As you can see, the composability of the stream pipeline is driven by the types and is verified at compile time by the type system. If we want to reuse the transformation, or extend it, we can now do so without duplication of logic. Different sources, and sinks, can be used—and reused—effortlessly, in a fully typesafe manner.

Connecting all the things!

Enough with theory and conceptual discussions—it’s time to take a practical problem and see how we can solve it using a reactive and stream-native approach to enterprise integration. We will take a look at how to design a simple integration system connecting orders to invoices, allowing us to hook up orders from various sources, transform them, and perform business logic, before creating invoices that are pushed downstream into a pluggable set of sinks.
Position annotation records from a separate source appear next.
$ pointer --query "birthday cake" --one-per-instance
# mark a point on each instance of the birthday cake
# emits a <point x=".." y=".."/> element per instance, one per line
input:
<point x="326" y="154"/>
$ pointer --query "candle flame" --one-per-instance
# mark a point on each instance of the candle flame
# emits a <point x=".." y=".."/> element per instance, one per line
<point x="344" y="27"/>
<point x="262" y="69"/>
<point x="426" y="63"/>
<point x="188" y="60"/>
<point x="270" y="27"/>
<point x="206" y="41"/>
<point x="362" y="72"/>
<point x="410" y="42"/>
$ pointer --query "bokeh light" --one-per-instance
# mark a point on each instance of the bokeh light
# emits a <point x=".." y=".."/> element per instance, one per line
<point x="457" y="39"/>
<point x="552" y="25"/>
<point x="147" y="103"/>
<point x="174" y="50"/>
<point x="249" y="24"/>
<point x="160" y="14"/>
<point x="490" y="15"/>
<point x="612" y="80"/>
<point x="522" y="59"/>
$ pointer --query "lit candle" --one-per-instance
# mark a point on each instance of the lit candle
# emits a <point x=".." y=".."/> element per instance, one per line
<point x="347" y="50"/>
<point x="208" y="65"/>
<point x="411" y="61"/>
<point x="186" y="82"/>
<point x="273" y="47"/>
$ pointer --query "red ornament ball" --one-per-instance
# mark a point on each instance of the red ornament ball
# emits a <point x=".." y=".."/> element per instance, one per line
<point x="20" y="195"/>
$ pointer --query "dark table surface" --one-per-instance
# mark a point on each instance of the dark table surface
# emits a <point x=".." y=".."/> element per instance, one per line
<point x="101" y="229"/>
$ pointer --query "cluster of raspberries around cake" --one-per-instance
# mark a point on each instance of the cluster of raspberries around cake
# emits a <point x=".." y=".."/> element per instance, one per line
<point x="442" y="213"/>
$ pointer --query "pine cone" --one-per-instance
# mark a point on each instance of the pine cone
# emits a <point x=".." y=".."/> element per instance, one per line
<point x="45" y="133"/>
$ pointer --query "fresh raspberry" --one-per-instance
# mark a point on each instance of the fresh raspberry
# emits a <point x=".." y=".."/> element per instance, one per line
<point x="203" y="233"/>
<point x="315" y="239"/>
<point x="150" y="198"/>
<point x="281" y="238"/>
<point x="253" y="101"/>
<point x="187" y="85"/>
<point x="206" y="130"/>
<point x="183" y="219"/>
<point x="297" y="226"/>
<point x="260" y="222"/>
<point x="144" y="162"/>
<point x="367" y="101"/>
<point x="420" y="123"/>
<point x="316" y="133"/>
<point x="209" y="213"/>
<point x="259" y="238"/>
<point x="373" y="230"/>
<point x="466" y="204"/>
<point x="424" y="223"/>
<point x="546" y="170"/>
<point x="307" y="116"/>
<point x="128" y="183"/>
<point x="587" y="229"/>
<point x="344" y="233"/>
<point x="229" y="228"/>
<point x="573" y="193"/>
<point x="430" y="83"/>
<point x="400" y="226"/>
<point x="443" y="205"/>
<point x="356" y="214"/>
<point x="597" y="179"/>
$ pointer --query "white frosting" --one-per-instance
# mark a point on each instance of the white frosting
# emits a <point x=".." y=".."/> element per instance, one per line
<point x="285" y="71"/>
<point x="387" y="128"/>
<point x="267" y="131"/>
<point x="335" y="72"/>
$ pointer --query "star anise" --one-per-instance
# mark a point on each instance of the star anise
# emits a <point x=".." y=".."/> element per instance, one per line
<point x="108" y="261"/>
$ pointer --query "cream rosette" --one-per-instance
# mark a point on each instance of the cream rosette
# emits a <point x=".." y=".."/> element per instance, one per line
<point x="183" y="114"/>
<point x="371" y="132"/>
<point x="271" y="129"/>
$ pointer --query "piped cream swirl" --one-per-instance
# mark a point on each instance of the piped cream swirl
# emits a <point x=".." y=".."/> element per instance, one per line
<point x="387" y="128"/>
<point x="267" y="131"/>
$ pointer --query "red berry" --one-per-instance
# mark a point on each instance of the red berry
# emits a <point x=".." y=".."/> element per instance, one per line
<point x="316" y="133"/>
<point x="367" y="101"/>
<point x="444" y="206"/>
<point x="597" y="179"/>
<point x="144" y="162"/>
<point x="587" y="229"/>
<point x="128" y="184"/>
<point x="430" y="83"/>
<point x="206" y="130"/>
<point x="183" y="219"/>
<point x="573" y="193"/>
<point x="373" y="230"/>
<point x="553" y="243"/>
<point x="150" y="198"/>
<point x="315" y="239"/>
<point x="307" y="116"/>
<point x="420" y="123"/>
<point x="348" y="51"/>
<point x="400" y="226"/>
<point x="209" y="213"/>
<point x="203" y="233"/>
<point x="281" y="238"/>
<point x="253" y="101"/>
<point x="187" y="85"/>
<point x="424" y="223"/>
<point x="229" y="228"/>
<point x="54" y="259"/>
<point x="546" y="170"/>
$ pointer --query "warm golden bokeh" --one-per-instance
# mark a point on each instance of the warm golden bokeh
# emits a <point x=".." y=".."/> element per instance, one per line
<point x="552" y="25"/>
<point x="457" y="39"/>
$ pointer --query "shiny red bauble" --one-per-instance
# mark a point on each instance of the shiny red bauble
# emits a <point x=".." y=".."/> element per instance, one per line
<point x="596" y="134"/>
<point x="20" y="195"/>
The sample project can be found on GitHub, in case you are interested in cloning it and running or modifying it.

Create the domain objects

Let’s start by creating domain objects for our sample project, starting with a very rudimentary Order class.

final public class Order {
  public final long customerId;
  public final long orderId;

  // More fields would go here, omitted for brevity of the example

  @JsonCreator
  public Order(
    @JsonProperty("customerId") long customerId,
    @JsonProperty("orderId") long orderId) {
      this.customerId = customerId;
      this.orderId = orderId;
  }

  // toString, equals & hashCode omitted for brevity
}

We’re going to be receiving orders, and from those orders we’ll want to create invoices. So, let’s create a bare-minimum Invoice class[10].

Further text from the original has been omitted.